= Colorado orogeny =

The Colorado orogeny was an episode of mountain building (an orogeny) in Colorado and surrounding areas. This took place from 1780 to 1650 million years ago (Mya), during the Paleoproterozoic (Statherian Period). It is recorded in the Colorado orogen, a >500-km-wide belt of oceanic arc rock that extends southward into New Mexico. The Colorado orogeny was likely part of the larger Yavapai orogeny.

==Description==

The Colorado orogen, formerly called the Colorado province, is a >500-km-wide belt of oceanic arc rock (1.78–1.65 Ga) that extends southward into New Mexico and composes a major part of the Proterozoic provinces of southwestern United States. This transcontinental collisional event occurred during the Paleoproterozoic (Statherian Period). The Wyoming sector of the Colorado orogeny was formerly called the Medicine Bow orogeny. The eastern sector extends into the High Plains and is called the Central Plains orogeny. The boundary between the Colorado orogeny and the Wyoming craton is the Cheyenne belt, a 5-km-wide mylonitic shear zone that verges northward. The Cheyenne belt transects and cuts off the south edge of the older Trans-Hudson orogeny.

The Paleoproterozoic volcanic and sedimentary rocks that resulted from the Colorado orogeny underwent metamorphism followed by plastic folding under moderate pressure and temperature (PT) conditions (temperature about 500 °C and pressures in excess of 1.2 GPa). The metamorphism was accompanied by intrusion of intermediate calc-alkalic rocks, such as the granodiorites of the Boulder Creek batholith. The accompanying amphibolite facies metamorphism is characterized by sillimanite and, locally, garnet, andalusite, and cordierite. Contemporaneity of emplacement of the granodioritic rocks with folding is indicated by concordant plutonic boundaries and by conformity of the internal structure (of solid-state recrystallization) in the batholith with that in the supracrustal wall rocks. Comparable mineral facies in the country rocks and batholiths indicate that emplacement took place at moderate depths.
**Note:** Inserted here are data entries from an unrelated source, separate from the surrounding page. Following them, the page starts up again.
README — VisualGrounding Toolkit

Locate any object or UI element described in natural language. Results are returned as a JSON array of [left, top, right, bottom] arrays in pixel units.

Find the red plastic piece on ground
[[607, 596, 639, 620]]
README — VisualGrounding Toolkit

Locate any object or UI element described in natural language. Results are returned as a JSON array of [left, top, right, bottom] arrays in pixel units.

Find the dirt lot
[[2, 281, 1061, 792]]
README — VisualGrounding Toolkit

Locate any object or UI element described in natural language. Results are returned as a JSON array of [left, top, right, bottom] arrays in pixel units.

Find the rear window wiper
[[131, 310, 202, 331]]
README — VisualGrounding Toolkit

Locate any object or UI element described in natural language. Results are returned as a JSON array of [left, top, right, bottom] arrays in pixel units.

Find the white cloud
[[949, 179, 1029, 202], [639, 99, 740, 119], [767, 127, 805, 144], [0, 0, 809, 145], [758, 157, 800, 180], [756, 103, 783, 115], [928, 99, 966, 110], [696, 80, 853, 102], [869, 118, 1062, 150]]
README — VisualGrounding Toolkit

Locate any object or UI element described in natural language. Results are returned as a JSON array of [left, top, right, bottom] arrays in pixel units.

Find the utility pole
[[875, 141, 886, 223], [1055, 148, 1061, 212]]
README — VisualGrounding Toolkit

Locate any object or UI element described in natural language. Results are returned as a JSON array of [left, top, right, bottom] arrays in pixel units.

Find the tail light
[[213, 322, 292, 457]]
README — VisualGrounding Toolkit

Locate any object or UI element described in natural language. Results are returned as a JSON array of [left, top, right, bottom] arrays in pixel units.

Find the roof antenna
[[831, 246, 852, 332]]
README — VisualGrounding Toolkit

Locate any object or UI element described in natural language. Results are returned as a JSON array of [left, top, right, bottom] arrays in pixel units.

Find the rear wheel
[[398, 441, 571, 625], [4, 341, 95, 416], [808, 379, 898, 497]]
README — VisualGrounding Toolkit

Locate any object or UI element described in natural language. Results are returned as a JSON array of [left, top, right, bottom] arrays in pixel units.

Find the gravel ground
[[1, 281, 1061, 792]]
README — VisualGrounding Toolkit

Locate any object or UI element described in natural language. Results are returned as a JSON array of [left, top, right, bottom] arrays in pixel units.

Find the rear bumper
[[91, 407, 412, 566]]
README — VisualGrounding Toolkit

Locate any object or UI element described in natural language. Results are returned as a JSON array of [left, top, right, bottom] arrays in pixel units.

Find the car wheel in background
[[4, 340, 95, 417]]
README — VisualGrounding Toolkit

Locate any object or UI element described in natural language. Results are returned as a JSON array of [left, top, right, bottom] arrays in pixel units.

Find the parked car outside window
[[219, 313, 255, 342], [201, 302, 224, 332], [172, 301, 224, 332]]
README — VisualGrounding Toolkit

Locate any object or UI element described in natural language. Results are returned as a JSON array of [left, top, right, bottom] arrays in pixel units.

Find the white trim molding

As is typical of large orogenies deformation patterns of the Colorado orogeny differ throughout the range. Adjacent to the Cheyenne belt, and extending across a width of at least 150 km to the south, foliation and upright folds predominantly trend westward. In the northern Front Range sector of this region, geologic mapping demonstrated three generations of northwest-trending folds that pre-date the ~1.4 Ga shear zones. Similar fold patterns are present in the northern Park Range and Medicine Bow Mountains. These structural fabrics indicate shortening in a north-south direction and can be explained by collision, subsequent subduction, and continued convergence along the Cheyenne belt. Farther south, more distant from the Cheyenne belt, fold patterns differ materially from those in the northernmost part of the Colorado orogeny. In the north-central Front Range, west of Denver, in an area of >2000 km^{2} that has been mapped in detail the older regional folds mainly bear north-northeast; the folds range from broad open, upright folds to tight, upright folds that plunge gently to moderately northeast. In nearby areas to the east and west, however, the folds of the older orogenic event trend northwest; field observations indicate that these folds apparently are slightly older than the more prevalent north-trending folds, but both generations are part of the older gneiss-forming episode inasmuch as they are cut by the Boulder Creek batholith. Both sets of these folds indicate shortening events resulting from regional stress patterns. Because of the consistency of these fold patterns over relatively large areas, evidence for folding resulting from forceful intrusion of igneous rocks is generally lacking; intrusions of this orogenic event are synkinematic, as exemplified by the much-studied Boulder Creek batholith.

The Colorado orogeny was likely part of the larger Yavapai orogeny, which extended across North America and probably to other continents that were joined to North America as part of the supercontinent, Columbia.